Die Plattform soll eine bessere Vernetzung und Zusammenarbeit ermöglichen, um gemeinsam mehr für Bauern sowie alle Konsumenten zu bewegen. „Das Besondere ist, dass die Schweiz kein Mitglied der Europäischen Union ist, weshalb sich unterschiedliche Voraussetzungen und Lösungsansätze für oftmals ähnliche Herausforderungen ergeben“, so Landwirtschaftsminister Nikolaus Berlakovich bei der Gründung der grenzüberschreitenden Plattform in Zürich, wo er außerdem einen „Austrian Show Case“ eröffnete und hochwertige österreichische Lebensmittel-Produkte vorstellte.

Schweiz als wichtiger Agrarhandelspartner
In diesem Sinne sind 37 österreichische Lebensmittelunternehmen im Rahmen der Exportinitiative mit Berlakovich nach Zürich gekommen, um ihre hochqualitativen Produkte dem Schweizer Fachpublikum zu präsentieren. „Der Schweizer Markt bietet im Bereich Genussindustrie noch große Potenziale, die es zu nutzen gilt.

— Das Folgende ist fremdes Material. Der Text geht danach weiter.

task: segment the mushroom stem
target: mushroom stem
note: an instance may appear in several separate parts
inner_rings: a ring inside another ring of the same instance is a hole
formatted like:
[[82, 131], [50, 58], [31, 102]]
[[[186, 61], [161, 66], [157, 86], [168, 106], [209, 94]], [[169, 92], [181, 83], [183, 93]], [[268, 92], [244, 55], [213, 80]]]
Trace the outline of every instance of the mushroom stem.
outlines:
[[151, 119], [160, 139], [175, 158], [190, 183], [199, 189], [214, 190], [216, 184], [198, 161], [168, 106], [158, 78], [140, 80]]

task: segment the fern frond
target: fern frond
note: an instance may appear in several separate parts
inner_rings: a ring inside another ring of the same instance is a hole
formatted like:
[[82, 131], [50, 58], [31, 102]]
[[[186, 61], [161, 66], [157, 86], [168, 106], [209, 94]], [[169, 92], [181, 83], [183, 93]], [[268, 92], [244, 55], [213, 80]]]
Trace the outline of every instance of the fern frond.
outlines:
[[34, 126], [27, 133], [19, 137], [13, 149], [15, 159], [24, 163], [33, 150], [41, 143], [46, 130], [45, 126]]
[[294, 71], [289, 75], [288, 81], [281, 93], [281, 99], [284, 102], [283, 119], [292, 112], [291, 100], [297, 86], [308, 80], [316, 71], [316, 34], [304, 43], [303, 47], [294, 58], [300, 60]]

Eine gute Voraussetzung dafür ist, dass das Bewusstsein der KonsumentInnen in der Schweiz – so wie in Österreich – immer stärker in Richtung Sicherheit, Herkunft, Vielfalt und Qualität geht. Genau das macht die österreichischen Lebensmittel aus. Wir starten hier sozusagen einen friedlichen Eroberungsfeldzug von Geschmack und erstklassiger Qualität“, so Berlakovich abschließend.

Schweiz als wichtiger Exportmarkt
Die Schweiz zählt seit Jahren zu den wichtigsten Exportmärkten für die österreichische Agrar- und Lebensmittelwirtschaft. Das Agrarexportvolumen von Österreich in die Schweiz erreichte 2010 275 Millionen Euro. Das ist um über 10 Prozent mehr als noch 2009. Durchschnittlich gab jede Schweizerin bzw. jeder Schweizer 2010 36 Euro für Produkte „made in Austria“ aus. Aber auch die Schweiz ist für Österreich ein wichtiger Lieferant von Agrarwaren, Lebensmittel und Getränke. Das Agrarimportvolumen betrug 2010 248 Millionen Euro. Im Vergleich zu 2009 ist das ein Zuwachs von fast vier Prozent. „Diese Handelsbeziehungen wollen wir in Zukunft weiter intensivieren“, so der Minister.